As wildfires rage across Utah and the West, governors of several western states are looking to better coordinate with each other and their federal partners. A perennial issue, wildfire prevention is of particular interest this year with record-low snowpacks across the region and several large fires burning.
“We've been talking about forest management,” said Gov. Spencer Cox on the opening day of the Western Governors’ Association annual meeting in Deer Valley, Utah. “We've been talking about what to do after the fires are burned … we need the federal government to participate more in those issues. That's kind of the breadth of things we're talking about.”
Cox said the group has been in discussions around technologies to help find new fire starts faster, as well as fire prevention. For U.S. Forest Service Chief Tom Schultz, there is no silver bullet for the issue in the West.
“We cannot just suppress fires and get out of this,” Schultz said. “It requires land management, it requires field treatments, it requires prescribed fire; all of this stuff goes together. We need to aggressively fight fire. We also need to aggressively manage the landscape.”
The complicating factor this year, he said, is the West’s drought and abundance of dry fuel that is ready to burn under the right circumstances. He said that it has complicated mitigation efforts like prescribed burns, with current conditions making it “neither the time nor the place for fire.”
“You're not going to put that fire in the landscape right now,” he said. “Those windows for prescribed fire are limited based on the conditions on the ground.”
Right now, he said, mitigation efforts are focused on mechanical treatments like mowing and chipping smaller trees and shrubs that can clog up forests and build up fuel to dangerous levels.
The Forest Service is also in the midst of a reorganization process and relocation to Salt Lake City. For Schultz, that is part of what he sees as the organization’s strategy to get forest management decision-making as local as possible.
“We're trying to get back to the model of decision-making where local people make decisions with local community members,” he said. “We're going to get better delivery on the ground. We're moving leadership and decision-making closer to the communities and landscapes that we serve; that includes relocating the headquarters to Salt Lake City.”
That move, along with an overall downsizing of the Forest Service, has come with criticism and scrutiny.
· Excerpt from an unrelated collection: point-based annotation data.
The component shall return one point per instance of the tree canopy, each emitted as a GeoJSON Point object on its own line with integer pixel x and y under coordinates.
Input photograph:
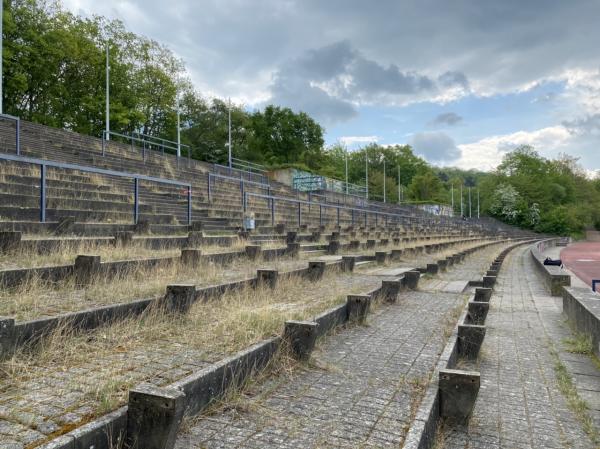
{"type": "Point", "coordinates": [54, 74]}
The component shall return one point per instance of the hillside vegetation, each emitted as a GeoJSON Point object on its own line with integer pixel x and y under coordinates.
{"type": "Point", "coordinates": [54, 74]}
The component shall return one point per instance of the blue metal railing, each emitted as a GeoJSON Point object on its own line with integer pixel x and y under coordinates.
{"type": "Point", "coordinates": [147, 143]}
{"type": "Point", "coordinates": [17, 121]}
{"type": "Point", "coordinates": [43, 164]}
{"type": "Point", "coordinates": [239, 173]}
{"type": "Point", "coordinates": [212, 177]}
{"type": "Point", "coordinates": [338, 208]}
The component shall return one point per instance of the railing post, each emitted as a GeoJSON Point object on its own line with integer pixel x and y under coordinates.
{"type": "Point", "coordinates": [208, 189]}
{"type": "Point", "coordinates": [43, 193]}
{"type": "Point", "coordinates": [189, 205]}
{"type": "Point", "coordinates": [136, 198]}
{"type": "Point", "coordinates": [18, 136]}
{"type": "Point", "coordinates": [273, 212]}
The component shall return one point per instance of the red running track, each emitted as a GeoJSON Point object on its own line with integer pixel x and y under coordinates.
{"type": "Point", "coordinates": [583, 259]}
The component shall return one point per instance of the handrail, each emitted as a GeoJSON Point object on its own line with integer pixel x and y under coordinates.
{"type": "Point", "coordinates": [136, 177]}
{"type": "Point", "coordinates": [242, 182]}
{"type": "Point", "coordinates": [160, 142]}
{"type": "Point", "coordinates": [17, 121]}
{"type": "Point", "coordinates": [273, 198]}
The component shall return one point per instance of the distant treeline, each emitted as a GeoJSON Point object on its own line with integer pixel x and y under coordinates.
{"type": "Point", "coordinates": [54, 74]}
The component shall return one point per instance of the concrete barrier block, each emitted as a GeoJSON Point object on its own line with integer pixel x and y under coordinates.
{"type": "Point", "coordinates": [195, 239]}
{"type": "Point", "coordinates": [267, 277]}
{"type": "Point", "coordinates": [10, 241]}
{"type": "Point", "coordinates": [391, 289]}
{"type": "Point", "coordinates": [489, 281]}
{"type": "Point", "coordinates": [301, 336]}
{"type": "Point", "coordinates": [477, 312]}
{"type": "Point", "coordinates": [333, 247]}
{"type": "Point", "coordinates": [191, 257]}
{"type": "Point", "coordinates": [432, 268]}
{"type": "Point", "coordinates": [253, 252]}
{"type": "Point", "coordinates": [316, 269]}
{"type": "Point", "coordinates": [179, 297]}
{"type": "Point", "coordinates": [470, 339]}
{"type": "Point", "coordinates": [396, 254]}
{"type": "Point", "coordinates": [86, 268]}
{"type": "Point", "coordinates": [358, 307]}
{"type": "Point", "coordinates": [293, 249]}
{"type": "Point", "coordinates": [142, 227]}
{"type": "Point", "coordinates": [153, 417]}
{"type": "Point", "coordinates": [123, 238]}
{"type": "Point", "coordinates": [348, 263]}
{"type": "Point", "coordinates": [411, 279]}
{"type": "Point", "coordinates": [458, 392]}
{"type": "Point", "coordinates": [381, 257]}
{"type": "Point", "coordinates": [483, 294]}
{"type": "Point", "coordinates": [7, 337]}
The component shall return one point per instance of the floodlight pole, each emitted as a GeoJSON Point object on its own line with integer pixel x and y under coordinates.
{"type": "Point", "coordinates": [107, 134]}
{"type": "Point", "coordinates": [366, 173]}
{"type": "Point", "coordinates": [178, 126]}
{"type": "Point", "coordinates": [462, 209]}
{"type": "Point", "coordinates": [346, 159]}
{"type": "Point", "coordinates": [399, 188]}
{"type": "Point", "coordinates": [470, 214]}
{"type": "Point", "coordinates": [229, 144]}
{"type": "Point", "coordinates": [384, 180]}
{"type": "Point", "coordinates": [1, 55]}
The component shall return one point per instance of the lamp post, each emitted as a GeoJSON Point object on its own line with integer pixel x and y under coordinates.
{"type": "Point", "coordinates": [229, 141]}
{"type": "Point", "coordinates": [384, 180]}
{"type": "Point", "coordinates": [107, 95]}
{"type": "Point", "coordinates": [470, 214]}
{"type": "Point", "coordinates": [366, 173]}
{"type": "Point", "coordinates": [346, 160]}
{"type": "Point", "coordinates": [399, 188]}
{"type": "Point", "coordinates": [178, 125]}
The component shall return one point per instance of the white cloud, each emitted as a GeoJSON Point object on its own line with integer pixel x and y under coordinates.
{"type": "Point", "coordinates": [354, 140]}
{"type": "Point", "coordinates": [487, 153]}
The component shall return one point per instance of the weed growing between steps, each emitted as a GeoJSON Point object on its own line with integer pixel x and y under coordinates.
{"type": "Point", "coordinates": [37, 298]}
{"type": "Point", "coordinates": [101, 366]}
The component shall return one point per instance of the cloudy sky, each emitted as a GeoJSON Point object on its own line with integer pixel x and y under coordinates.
{"type": "Point", "coordinates": [463, 81]}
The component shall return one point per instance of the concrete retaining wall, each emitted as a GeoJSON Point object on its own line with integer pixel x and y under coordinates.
{"type": "Point", "coordinates": [582, 308]}
{"type": "Point", "coordinates": [554, 277]}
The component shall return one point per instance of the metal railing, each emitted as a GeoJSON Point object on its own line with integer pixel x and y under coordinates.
{"type": "Point", "coordinates": [338, 208]}
{"type": "Point", "coordinates": [147, 143]}
{"type": "Point", "coordinates": [17, 121]}
{"type": "Point", "coordinates": [241, 173]}
{"type": "Point", "coordinates": [43, 164]}
{"type": "Point", "coordinates": [212, 177]}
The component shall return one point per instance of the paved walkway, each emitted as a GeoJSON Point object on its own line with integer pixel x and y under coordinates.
{"type": "Point", "coordinates": [520, 404]}
{"type": "Point", "coordinates": [363, 391]}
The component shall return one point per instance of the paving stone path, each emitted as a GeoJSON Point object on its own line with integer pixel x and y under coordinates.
{"type": "Point", "coordinates": [54, 395]}
{"type": "Point", "coordinates": [363, 391]}
{"type": "Point", "coordinates": [520, 404]}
An analysis from the Center for Western Priorities found that the Forest Service treated 35% fewer acres for wildfire risk in 2025 than the previous year.
While the budget for treating wildfire fuel has been flat, Schultz said the service has poured resources into hiring and, in his eyes, has not sacrificed commitment to preserving natural environments.
“We are not reducing environmental standards in the work that we're doing,” he said. “I'm worried about the environmental impacts of all that sediment [after a fire] dumping into the river system and clogging the water system … I'm much more concerned about the threat of catastrophic wildfire than any treatments that we put on the landscape.”
It’s a feeling shared by Cox, who said he visited the Cottonwood Fire and called it a “moonscape” that will take years to recover. He said the fire has done more to hurt the environment “than any gas burning, or you know, coal burning in the past 10 years.”
When it comes to the future, governors in attendance and Schultz agreed that more shared stewardship agreements between states and the federal government — like the one Utah has — will allow for faster fire mitigation and reforestation work on a bigger scale than before.
“Our interactions with the federal government and the shared approach to governing those resources is critical for our shared success,” said Colorado Gov. Jared Polis. “Today's agreements are more powerful than their predecessors. They have longer terms, expanded authorities, bigger project acreages; they're being used to improve many aspects of our public lands, recreation, grazing.”
For Schultz, recognizing a shared goal regardless of politics is the first step toward meaningfully addressing wildfire risk in the West.
“I don't hear anybody saying we shouldn't treat the landscape to protect communities, improve forest health and reduce risks,” he said. “We all want the same thing.”